Lucie Tanguy montre comment l’Éducation Nationale s’adapte au nouveau climat économique et social où le plein emploi est devenu un graal inatteignable, par le développement de l’apprentissage aux niveaux supérieurs d’éducation, l’utilisation de cet apprentissage par les conseils régionaux, la création par eux de Campus des métiers et la création de mini-entreprises dans les collèges et les lycées. Mais elle montre également comment une croyance magique dans le caractère bienfaisant de toute entreprise est lié à des procédures d’exclusion mises en place dans la sélection des futurs apprentis ou membres des mini-entreprises, comme si ces procédés de socialisation anticipées avaient la même valeur, voire une valeur supérieure aux enseignements universalisables transmis par l’école. Elle remarque, par exemple, que le contenu de ce que transmet l’école dans le cadre des enseignements par alternance n’est jamais contrôlé par l’éducation nationale. Notre auteure prédit que cette union entre l’intérieur et l’extérieur, entre l’école dispensatrice d’éducation et l’entreprise fournisseuse de retours d’expériences pragmatiques, conduira, si elle n’est pas explicitement régulée, au délitement de la première et à l’impossibilité pour elle d’atteindre ses buts égalitaires et républicains. Or cette régulation souhaitable n’est plus.

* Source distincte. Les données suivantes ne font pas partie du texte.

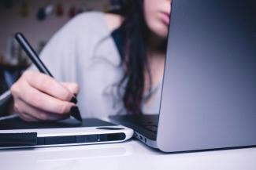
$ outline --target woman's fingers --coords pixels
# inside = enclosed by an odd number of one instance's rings
[[[66,88],[70,92],[77,95],[79,92],[79,86],[76,83],[72,82],[61,82],[63,87]]]
[[[18,107],[21,107],[22,111],[20,112],[19,116],[24,121],[58,121],[67,118],[69,117],[69,114],[59,114],[55,113],[47,113],[40,109],[37,109],[29,103],[18,101]],[[16,108],[19,110],[19,108]]]
[[[59,99],[70,101],[73,97],[72,92],[67,88],[44,74],[27,71],[23,74],[22,78],[33,88]]]
[[[15,109],[20,117],[29,121],[55,121],[68,118],[70,102],[78,92],[74,83],[58,83],[38,72],[26,71],[12,86]]]

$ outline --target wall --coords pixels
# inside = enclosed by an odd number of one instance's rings
[[[6,9],[0,3],[0,56],[6,55],[8,38],[12,38],[15,32],[20,31],[25,34],[35,49],[38,49],[41,41],[47,41],[63,26],[69,17],[68,11],[72,5],[86,5],[97,10],[102,10],[109,3],[108,0],[13,0],[13,6]],[[30,15],[23,18],[19,15],[22,2],[29,5]],[[47,2],[53,4],[61,2],[65,8],[65,16],[58,17],[54,13],[44,21],[39,21],[36,14],[40,6],[45,6]]]

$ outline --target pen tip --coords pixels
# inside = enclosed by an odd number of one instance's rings
[[[76,118],[79,121],[82,121],[82,117],[78,107],[72,107],[70,110],[71,116]]]

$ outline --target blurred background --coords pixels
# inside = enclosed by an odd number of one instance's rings
[[[122,0],[0,0],[0,94],[31,62],[13,39],[24,33],[39,53],[51,36],[76,15],[91,10],[118,13]]]

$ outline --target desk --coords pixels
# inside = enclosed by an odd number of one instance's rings
[[[0,150],[2,170],[256,169],[256,148],[167,154],[137,140]]]

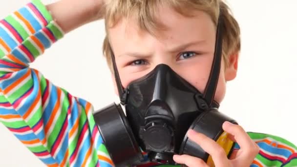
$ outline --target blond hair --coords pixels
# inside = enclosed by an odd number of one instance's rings
[[[153,34],[162,27],[156,17],[157,9],[167,5],[176,12],[191,17],[189,11],[200,10],[209,15],[215,25],[219,13],[223,19],[223,59],[229,65],[228,57],[240,49],[240,29],[228,5],[222,0],[106,0],[105,24],[106,35],[103,43],[103,54],[112,71],[108,28],[115,25],[120,19],[133,16],[138,27]]]

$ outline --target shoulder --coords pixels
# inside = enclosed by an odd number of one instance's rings
[[[265,133],[247,132],[259,146],[255,164],[258,166],[297,166],[297,147],[281,137]],[[239,146],[235,147],[239,148]]]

Tentons de situer ce que Lucie Tanguy décrit et fustige en même temps. On sait que l’enseignement supérieur en France repose sur une dichotomie structurelle : les élèves les plus brillants, dont la mémoire et les capacités de connexion, mais aussi le patrimoine culturel sont les plus aigus et riches, suivent des cursus multidisciplinaires dans lesquels, entre autres, la socialisation à leurs futur est très présente ( Sciences- Po, ENA, Polytechnique et ses écoles d’application, École centrale et de façon générale les écoles d’ingénieur et de commerce), où leur futur est en partie inscrit dans des visites, des stages, des projets et des enseignements noués avec le monde extérieur au milieu académique et scolaire.

Cependant les élèves moins dotés par la nature et ou le patrimoine familial suivent des enseignements disciplinaires et n’ont d’autre socialisation anticipée que celle de leurs maîtres, professeurs, enseignants-chercheurs et chercheurs. Enseignement disciplinaire reposant encore grandement sur le présupposé positiviste : celui qui sait, sait faire. Présupposé qui organise un fossé entre le monde du savoir et celui du faire et rend difficile une autre socialisation au futur que celui de la reproduction dans le milieu académique et scolaire.

Dans un ouvrage antérieur Lucie Tanguy [7] avait montré que, dans les écoles professionnelles, la socialisation au futur des élèves se faisait par l’intermédiaire des responsables d’atelier, anciens ouvriers qualifiés, sachant articuler l’apprentissage du geste professionnel à une connaissance approfondie du monde entrepreneurial, monde des encore trente glorieuses où le salariat était considéré comme un destin commun. Mais cet équilibre était, disait-elle, rompu par le remplacement de ces ouvriers qualifiés par des jeunes techniciens ayant peu ou pas de grande expérience de l’entreprise.

Cet équilibre était aussi mis à mal aussi par quarante ans de chômage massif, contre lequel un chef d’État prétendra que « l’on a tout essayé », en vain. Mais, parmi les solutions régulièrement proposées contre le chômage de masse, les politiques présentent la sortie du salariat par la mise à son compte, soit la création de son entreprise. Ainsi que le firent, aux États-Unis, les administrations Wilson en 1919, Coolidge puis Roosevelt à partir de 1929, et, plus récemment, de multiples programmes européens allant dans ce sens : création de la Banque Européenne d’investissement, du Fond Européen d’investissement, du programme Jasmine de micro-crédit, etc., dont l’auteure ne manque pas de parler à la fin de son livre.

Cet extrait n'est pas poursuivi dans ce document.